409 In July 2011, Dr Weissman thought the plaintiff was clearly totally incapacitated to perform her pre-injury work on purely psychiatric grounds alone. He also thought she clearly had no capacity to perform so called suitable alternative duties and therefore on purely psychiatric grounds alone, he considered the plaintiff had no psychiatric capacity for work indefinitely
410 In August 2011, Mr Stojcevski concluded the plaintiff’s incapacity for return to pre-injury employment was related to the work place incident and in his view she was not capable of returning to her pre-injury role now or in the foreseeable future and he could not conceive of an alternative occupation to which the plaintiff was suited.
411 Whilst Work Focus, in February 2008, identified the jobs of sewing machinist, cleaner light industry and product controller as suitable for the plaintiff, Ms Wilkinson, in her recent vocational assessment in July 2011, concluded that the plaintiff’s current physical limitations, depressive symptoms and other barriers such as her reduced reliability and productivity, physically demanding employment history, limited English skills, length of unemployment and lack of sedentary skills would prevent her from returning to any form of employment now and in the foreseeable future.

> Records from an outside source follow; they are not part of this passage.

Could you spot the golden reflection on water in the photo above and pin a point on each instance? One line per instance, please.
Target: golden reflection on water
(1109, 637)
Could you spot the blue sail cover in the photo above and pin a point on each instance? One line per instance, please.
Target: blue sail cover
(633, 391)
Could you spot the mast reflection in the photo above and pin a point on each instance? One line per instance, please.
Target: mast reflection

412 Taking into account all the evidence, I am satisfied that the plaintiff does not have a capacity for suitable employment and, accordingly, she has established that she has a loss of earning capacity of forty per cent or more within the meaning of s.134AB(38)(e) of the Act.

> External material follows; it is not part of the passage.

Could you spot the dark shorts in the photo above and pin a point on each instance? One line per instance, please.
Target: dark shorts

413 I am also required to consider matters of rehabilitation and retraining pursuant to subsection (g).
414 Some medical examiners have commented in this regard.
415 In 2008, Dr Paoletti thought that in an ideal world the plaintiff should have a capacity for rehabilitation into modified duties; however, social factors such as her age and level of education would limit the options.
416 Based on the plaintiff’s current presentation in June 2011, Dr Jager thought she was unfit to undertake rehabilitation or retraining, a view shared by Mr King in 2011 who thought retraining was not a practical option due to the plaintiff’s severe psychological overlay.
417 In light of my findings as to the plaintiff’s impairment and her incapacity for employment, I am satisfied that there is no rehabilitation or retraining that would be appropriate to be undertaken by her that would alter the situation that she has a permanent loss of earning capacity of forty per cent or more. As rehabilitation and retraining have nothing to offer the plaintiff in terms of her capacity for employment, the plaintiff has satisfied the requirements of s.134AB(38)(g).
418 As the plaintiff has satisfied the test laid down by the Act in relation to loss of earning capacity, then she is at large to make a claim for damages, i.e. both for pain and suffering and loss of earning capacity: see Forrest J in Acir v Frosster Pty Ltd [2009] VSC 454 (7 October 2009), at paragraph 147, and Advanced Wire & Cable Pty Ltd & VWA v Abdulle [2009] VSCA 170.
419 Accordingly, I grant leave to the plaintiff to bring proceedings for damages for both pain and suffering and loss of earning capacity.